Jason acts like I LIKE living like this. Um, hello dumbass, but NO! What the HELL am I supposed to do? I clean, I pick up during the day, I bitch about it, but I DO it! You can't even tell by the time you get home! The laundry I wash is overtaken by new dirty stuff. The dishes I wash are overtaken by new dirty ones. The spaces on the floor I clean are overtaken by the new dirty ones that Izzy makes. Trust me, I don't ALLOW him to do this. His nose finds that wall for GOOD chunks of the day. There is a REASON he still takes naps, so I can TRY to get stuff cleaned up! However, for as long as it takes to clean up, he's awake again and BACK AT IT!
Jason has spent days with this kid. He knows that you can clean spotless on Saturday and by Sunday it looks like you haven't cleaned in WEEKS! I enjoy a bit of chaos in my life, I really do. I find it calming. It reminds me that life really IS chaotic. Izzy takes that to the extreme.
Everything, and I mean EVERYTHING he does, eats, drinks ends up on the floor. Books are on the floor. He goes through our shelves and tosses them ALL. Adult books, kids books, it doesn't matter, if it's on the shelves it goes on the floor. He takes EVERYTHING out of the baggies/boxes that I have it organized in. The kids school materials. His snacks. Boxes of cereal. Packages of pretzels. Coffee filters.
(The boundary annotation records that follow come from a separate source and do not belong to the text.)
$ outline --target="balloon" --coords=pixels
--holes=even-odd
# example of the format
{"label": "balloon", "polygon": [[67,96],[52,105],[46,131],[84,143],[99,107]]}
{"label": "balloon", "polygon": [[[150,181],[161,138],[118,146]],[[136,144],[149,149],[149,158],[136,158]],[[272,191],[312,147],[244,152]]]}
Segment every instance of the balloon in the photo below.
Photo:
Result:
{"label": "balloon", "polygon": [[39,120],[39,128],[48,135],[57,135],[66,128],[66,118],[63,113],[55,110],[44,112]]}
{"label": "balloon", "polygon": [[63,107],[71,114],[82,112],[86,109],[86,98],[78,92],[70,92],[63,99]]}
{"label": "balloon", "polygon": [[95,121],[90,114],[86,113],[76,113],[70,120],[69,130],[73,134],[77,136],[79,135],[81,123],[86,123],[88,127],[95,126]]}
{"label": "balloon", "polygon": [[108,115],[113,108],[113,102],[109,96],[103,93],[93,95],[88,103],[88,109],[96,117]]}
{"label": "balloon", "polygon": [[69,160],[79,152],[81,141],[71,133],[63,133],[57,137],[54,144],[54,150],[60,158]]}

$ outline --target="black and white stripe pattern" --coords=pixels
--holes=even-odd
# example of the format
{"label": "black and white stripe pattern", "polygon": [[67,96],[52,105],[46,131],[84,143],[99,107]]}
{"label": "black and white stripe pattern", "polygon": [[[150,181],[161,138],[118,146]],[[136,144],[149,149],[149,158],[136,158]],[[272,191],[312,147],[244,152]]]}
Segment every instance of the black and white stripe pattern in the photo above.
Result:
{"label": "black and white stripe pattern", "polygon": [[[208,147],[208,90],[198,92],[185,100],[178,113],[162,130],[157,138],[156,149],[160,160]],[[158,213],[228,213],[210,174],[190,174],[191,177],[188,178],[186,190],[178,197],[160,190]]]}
ALL ON THE FLOOR. He POURS his drinks out, and if he can't get it to pour, he takes a drink and SPITS it out, on to EVERYTHING. Tables, books, couches, carpet.
He isn't allowed to play upstairs alone. Jason is trying to figure out how to hang an extra door. Why? To keep Izzy out of the upstairs bath and storage room. Izzy keeps going in to the bathroom and using the litter boxes like sand boxes. Throwing it ALL over, and in to the toilet and bath tub! He gets a bath everytime he does it, AFTER he gets a spanking (000h, the spanking word, wonder how many hits I'll get for THAT? Too bad I don't have one of those things that tells me HOW people found me) and standing in time out while it is cleaned back up.
Short of keeping the boy in time out and sitting in a chair at all times, what is there to do? He KNOWS he shouldn't be doing these things. He does it as quietly as he can. When he sees an adult coming, he runs FULL tilt in the opposite direction! He KNOWS! He still does it! NONE of my kids were EVER this destructive. NONE! It's not my parenting because that has been consistent. Jason follows my lead for the most part.
Right now, I need to go clean up the living room. Izzy has speech therapy this morning. I think it would be best to give her a clean floor to work with him on. Prayers and blessings everyone. I hope your spouses/significant others are more understanding than Jason is lately and I hope that your children are better behaved than Izzy.